Жужжащая над их головами оса, выписывая раз от разу расширяющиеся круги, поднималась все выше и выше, под самую крышу павильона, и словно раскручивала невидимую спираль, из которой просыпались вниз, тут же обретая дух и плоть, забытые минуты, недели, года; доносились неясные шорохи, слышались голоса и, конечно же, звуки музыки. Кажется, это был вальс Метель Свиридова…

* * *

В тот чудный июльский вечер Прасковья пришла в Летний сад посмотреть на фонтан, который недавно вновь запустили, раскрасив струи разноцветными огнями. Рядом расположился маленький оркестр. Редкий случай – живая музыка звучала в парке лишь в связи с исключительными событиями. Верно, именно к такому роду явлений и относился запуск фонтана? Впрочем, Прасковья об этом не думала, она любовалась необычной палитрой струй и слушала прекрасную музыку. Играли Свиридова – вальс Метель.

«Господи, это же пушкинский парк!» – вспомнила вдруг Прасковья и ужаснулась: возможно, великий поэт стоял на том самом месте, где стоит теперь она? И также любовался фонтаном? Если, конечно, предположить, что таковой в ту пору был.

Глубокие чувства овладели ею, охватили её всю целиком, так что даже в коленях она ощутила дрожь.
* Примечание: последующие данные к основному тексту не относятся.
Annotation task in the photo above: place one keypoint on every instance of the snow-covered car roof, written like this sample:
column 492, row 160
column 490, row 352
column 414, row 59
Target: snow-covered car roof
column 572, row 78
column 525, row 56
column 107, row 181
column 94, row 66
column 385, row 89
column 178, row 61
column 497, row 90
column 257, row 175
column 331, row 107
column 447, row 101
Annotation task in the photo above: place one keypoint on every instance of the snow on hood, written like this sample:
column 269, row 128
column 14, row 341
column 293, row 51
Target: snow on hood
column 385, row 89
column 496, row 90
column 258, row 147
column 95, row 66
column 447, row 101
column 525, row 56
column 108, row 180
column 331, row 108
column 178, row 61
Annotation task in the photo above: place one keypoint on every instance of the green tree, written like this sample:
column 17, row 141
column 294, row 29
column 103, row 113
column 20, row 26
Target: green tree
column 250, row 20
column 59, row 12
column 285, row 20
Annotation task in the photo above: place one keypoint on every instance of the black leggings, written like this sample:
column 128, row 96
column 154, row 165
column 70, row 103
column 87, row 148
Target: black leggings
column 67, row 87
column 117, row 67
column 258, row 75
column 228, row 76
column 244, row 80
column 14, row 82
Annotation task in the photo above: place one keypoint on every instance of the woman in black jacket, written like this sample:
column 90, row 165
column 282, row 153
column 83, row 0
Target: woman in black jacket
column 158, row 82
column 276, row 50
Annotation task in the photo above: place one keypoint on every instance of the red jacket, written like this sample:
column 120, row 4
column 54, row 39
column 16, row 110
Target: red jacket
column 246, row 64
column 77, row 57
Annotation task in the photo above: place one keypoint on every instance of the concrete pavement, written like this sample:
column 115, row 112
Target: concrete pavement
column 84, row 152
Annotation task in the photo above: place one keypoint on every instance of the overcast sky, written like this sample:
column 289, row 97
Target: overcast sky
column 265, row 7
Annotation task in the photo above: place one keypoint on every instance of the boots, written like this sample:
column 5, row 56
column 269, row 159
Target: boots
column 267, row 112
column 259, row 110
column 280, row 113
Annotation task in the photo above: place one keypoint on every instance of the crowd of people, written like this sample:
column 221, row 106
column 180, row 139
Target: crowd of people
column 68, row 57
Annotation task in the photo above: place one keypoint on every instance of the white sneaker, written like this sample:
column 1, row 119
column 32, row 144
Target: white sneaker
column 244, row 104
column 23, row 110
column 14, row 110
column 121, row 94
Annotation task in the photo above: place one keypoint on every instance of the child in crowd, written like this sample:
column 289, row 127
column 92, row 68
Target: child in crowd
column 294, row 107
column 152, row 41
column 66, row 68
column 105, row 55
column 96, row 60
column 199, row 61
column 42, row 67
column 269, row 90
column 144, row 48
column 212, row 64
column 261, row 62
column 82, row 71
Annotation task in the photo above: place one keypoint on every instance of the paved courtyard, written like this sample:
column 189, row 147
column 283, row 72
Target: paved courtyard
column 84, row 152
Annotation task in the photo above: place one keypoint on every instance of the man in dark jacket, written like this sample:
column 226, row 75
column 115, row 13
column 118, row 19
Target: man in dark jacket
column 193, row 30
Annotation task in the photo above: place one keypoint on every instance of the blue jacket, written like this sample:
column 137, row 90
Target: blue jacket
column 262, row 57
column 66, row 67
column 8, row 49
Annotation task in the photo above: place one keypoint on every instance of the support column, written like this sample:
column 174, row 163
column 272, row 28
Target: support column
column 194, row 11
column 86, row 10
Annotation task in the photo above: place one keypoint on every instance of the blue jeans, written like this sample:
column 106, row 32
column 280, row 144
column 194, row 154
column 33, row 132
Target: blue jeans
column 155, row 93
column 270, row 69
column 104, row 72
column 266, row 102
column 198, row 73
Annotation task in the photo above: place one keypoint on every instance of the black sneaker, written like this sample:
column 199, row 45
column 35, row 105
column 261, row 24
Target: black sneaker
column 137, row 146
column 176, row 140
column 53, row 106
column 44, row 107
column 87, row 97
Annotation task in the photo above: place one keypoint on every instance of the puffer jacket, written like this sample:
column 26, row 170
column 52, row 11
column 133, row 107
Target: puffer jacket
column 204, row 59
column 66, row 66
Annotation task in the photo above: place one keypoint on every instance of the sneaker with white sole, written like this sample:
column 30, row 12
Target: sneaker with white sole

Сердце сжималось, ожидая чего-то неведомого, небывалого, волшебного… Тут и подвернулся ей будущий её супруг Гаврилов. «Подвернулся» – это, конечно в свете будущих событий, а тогда он подошёл… нет, подплыл, как принц под алыми парусами к Ассоль. Как же слепо зачастую девичье сердце!

Потом было много алых роз, стихи Северянина, Блока и Пушкина, конечно! Они гуляли под сенью пушкинских рощ и дубрав.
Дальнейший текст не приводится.